Global Real Estate Monitor
A Monthly Newsletter Exclusively for Commercial Real Estate Executives
December  2008 VOL. 2
Sponsored by GE Real Estate - Produced by National Real Estate Investor Magazine

Investment Notes

While the global credit crunch has dramatically decreased commercial property transaction volumes during the first six months of 2008, a slower economy and increased costs of capital have created a surge of corporate sale-leasebacks, according to Jones Lang LaSalle’s H12008 Global Real Estate Capital Report.
 
The trend for corporate sale/leasebacks has been developing over the past few years. In the first six months of 2005, sale-leasebacks were some $10.4 billion of the transaction volume internationally, rising to $20.7 billion in 2006’s first half and $30.7 billion for the same period in 2007.

"With global economic growth forecast to slow further in 2009 and continued weakness in financial markets, the rise in corporate sale activity will continue and should reach $34 billion by year-end,” says Steve Collins, managing director of Jones Lang LaSalle’s International Capital Group. “We’ve seen a dramatic shift in sellers that occurred as a result of the credit crunch and corporations’ need to access affordable capital outside the debt markets. A large percentage of the offerings we’re working on are corporate sale-leasebacks and they’re grabbing the attention of global investment capital across the globe.”
 
The majority of the corporate activity occurred in Europe and Asia Pacific, with 56 percent of corporate sales taking place in the EuroZone and about a third in the Asia Pacific region. The Americas counted for 9 percent, with $1.1 billion sold in the U.S. and $0.9 billion in Canada.

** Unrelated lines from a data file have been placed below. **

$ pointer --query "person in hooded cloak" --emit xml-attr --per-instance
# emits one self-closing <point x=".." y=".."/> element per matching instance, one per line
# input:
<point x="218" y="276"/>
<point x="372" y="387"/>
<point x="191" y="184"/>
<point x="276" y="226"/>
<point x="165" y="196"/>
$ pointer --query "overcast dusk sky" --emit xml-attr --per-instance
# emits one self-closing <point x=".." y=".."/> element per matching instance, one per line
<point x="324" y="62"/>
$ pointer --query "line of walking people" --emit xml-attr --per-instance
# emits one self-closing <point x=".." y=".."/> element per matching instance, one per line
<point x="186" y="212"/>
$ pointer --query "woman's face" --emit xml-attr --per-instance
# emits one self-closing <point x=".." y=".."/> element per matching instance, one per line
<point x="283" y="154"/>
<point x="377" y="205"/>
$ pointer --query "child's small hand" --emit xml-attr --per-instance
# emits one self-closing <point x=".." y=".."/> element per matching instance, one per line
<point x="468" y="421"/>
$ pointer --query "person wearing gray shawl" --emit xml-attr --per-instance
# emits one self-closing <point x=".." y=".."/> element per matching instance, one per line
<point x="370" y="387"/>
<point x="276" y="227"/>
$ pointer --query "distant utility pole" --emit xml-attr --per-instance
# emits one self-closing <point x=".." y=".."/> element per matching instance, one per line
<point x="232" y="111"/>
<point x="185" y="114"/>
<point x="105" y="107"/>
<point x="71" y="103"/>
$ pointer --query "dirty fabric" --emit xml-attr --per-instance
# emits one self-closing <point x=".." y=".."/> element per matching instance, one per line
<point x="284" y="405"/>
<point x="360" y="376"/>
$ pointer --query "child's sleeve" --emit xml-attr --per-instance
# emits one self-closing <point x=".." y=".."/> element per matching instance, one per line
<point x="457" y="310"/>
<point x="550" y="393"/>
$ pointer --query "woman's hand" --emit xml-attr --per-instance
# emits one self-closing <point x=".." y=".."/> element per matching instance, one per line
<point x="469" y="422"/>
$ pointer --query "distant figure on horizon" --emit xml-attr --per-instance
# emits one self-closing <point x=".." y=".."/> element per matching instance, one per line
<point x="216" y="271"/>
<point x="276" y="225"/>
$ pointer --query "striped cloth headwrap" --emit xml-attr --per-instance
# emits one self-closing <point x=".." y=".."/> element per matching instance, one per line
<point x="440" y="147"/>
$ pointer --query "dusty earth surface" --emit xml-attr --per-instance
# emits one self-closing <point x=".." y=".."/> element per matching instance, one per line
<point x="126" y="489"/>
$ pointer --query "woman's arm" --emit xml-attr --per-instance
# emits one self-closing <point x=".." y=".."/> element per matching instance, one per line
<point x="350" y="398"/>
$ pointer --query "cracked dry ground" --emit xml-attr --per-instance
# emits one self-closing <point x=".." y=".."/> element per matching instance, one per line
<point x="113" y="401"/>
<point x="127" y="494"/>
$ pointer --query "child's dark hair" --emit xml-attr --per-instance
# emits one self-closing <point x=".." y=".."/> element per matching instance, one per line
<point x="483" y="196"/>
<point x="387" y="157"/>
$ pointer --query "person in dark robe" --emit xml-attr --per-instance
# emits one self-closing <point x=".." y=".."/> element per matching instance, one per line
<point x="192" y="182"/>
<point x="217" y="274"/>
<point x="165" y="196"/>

“We predicted that we’d see corporates becoming a larger slice of the property sales pie this year and that’s proven true,” adds Kenneth Rudy, Jones Lang LaSalle Capital Markets President and COO.  “Corporate real estate is more in focus that ever before with finance and treasury executives. The own vs. lease question is being asked with increasing frequency, especially for capital raising as the credit crisis has turned corporate liquidity upside down.”
 
Rudy notes that sale-leasebacks are seen as an attractive asset today for investors since they can obtain debt more easily supported by the credit of the tenant and the lack of lease-up risks. And sale-leasebacks offer corporations the opportunity to not only redeploy capital from their owned real estate, but also to shift future disposition risk and enhance occupancy flexibility over time.
 
Jones Lang LaSalle says the most active investors in the sale-leaseback market today are those who do not require as much leverage and who enjoy good relationships with lenders and/or have strong cash flow from other assets. In addition, these investors tend to be long-term holders and see their real estate investments as an alternative to corporate bonds, while maintaining a hedge against inflation and an upside equity kicker.
 
In the coming years, there will be more mandates in the U.S. and for U.S. multi-national companies for disposition of surplus real estate. This portfolio rationalization comes against the backdrop of general nervousness about the economy, as well as from M&A activity.
 
“The pressure to cut additional costs will be enormous,” Rudy explains. “With real estate capital still representing a relatively attractive form of capital compared to general unsecured corporate debt, corporate sale-leasebacks and dispositions will assume an increased slice of the investment pie for the remainder of 2008 and into 2009.”